Sunday, March 14, 2010

Nibby mint meltaways

The final piece for my last course assignment had to either be a cream-free truffle or a meltaway. I love meltaways and had never made them, so settled on those. The formula for a meltaway is 2 parts chocolate and one part coconut oil, plus an oil-based flavoring if desired.
Inclusions generally aren't used in meltaways, as they can distract from the silky-smooth melty sensation. But I decided to use cocoa nibs in a mint meltaway base. I enrobed them in a dark milk chocolate and topped them with some cocoa nibs I made myself by chopping up some whole cocoa beans with my trusty chef knife. I had some prepackaged Scharffen Berger nibs, but they had gotten heated up in shipping and the cocoa butter had risen out, settled on the surface and then hardened up again, giving the nibs with an unsightly bloom. These cocoa beans, which are raw and dried rather than roasted, have a deep cocoa flavor with a bright, acidic overtone. Plus, they're gorgeous and without bloom. They cracked apart easily with hardly any pressure from the knife.
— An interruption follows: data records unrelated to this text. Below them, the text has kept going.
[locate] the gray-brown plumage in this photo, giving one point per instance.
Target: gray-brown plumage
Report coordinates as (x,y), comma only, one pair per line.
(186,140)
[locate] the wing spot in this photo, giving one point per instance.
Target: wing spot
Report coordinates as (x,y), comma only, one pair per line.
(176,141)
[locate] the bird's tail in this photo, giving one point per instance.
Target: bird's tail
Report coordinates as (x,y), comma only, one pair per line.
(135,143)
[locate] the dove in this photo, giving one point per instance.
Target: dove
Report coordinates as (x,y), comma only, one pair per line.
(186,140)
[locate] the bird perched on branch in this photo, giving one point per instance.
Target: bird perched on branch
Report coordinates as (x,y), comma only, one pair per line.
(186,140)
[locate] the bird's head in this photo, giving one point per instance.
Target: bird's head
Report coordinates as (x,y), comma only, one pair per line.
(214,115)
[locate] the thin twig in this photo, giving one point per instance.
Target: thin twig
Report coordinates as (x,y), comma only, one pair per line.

I started my meltaway batch by chopping 12 ounces of milk chocolate. Then I measured out 4 ounces of coconut oil and melted it. Next I melted the chocolate to 120 degrees F, let the coconut oil cool to 120 degrees, combined them and added an eighth of a teaspoon of mint oil. Then I added the prepackaged nibs (I did it old-school, judging by sight and feel the correct ratio of nibs to meltaway base). I mixed it all thoroughly, then turned it out onto my slab. Chocolate mixed with coconut oil is extremely fluid. I could barely keep this batch from running off the slab, and I had to table it very quickly and deftly to temper the mass so it would set up properly. Once I got the mass in temper, I scraped it off the slab and into a bowl, then poured it into a frame set up on a silicone mat on my other slab. I cleaned everything up and started another batch of passionfruit caramels, and after an hour had gone by I checked the meltaway to see if it was setting. No dice. After another hour had passed without sign of much crystallization, I picked up the whole setup, slab frame and all, and took it downstairs. Our basement is wine-cellar cool -- an ideal spot for candy setting and storage. Soon the batch had set up nice and firm. It was easy to cut, and then I got to practice my dipping technique. I feel much more comfortable now with my pieces. I'm able to set them onto parchment, move them slightly forward to prevent a foot from forming, then swipe the fork out without leaving behind the dreaded vampire-fang points of chocolate to mar the smooth base. I needed to pause every few pieces to drop a few nibs onto each before the chocolate set up. The big bonus for today is that there was very little humidity, which meant my chocolate was very easy to work with, not sludgy at all. It's been a wonderful chocolatiering weekend.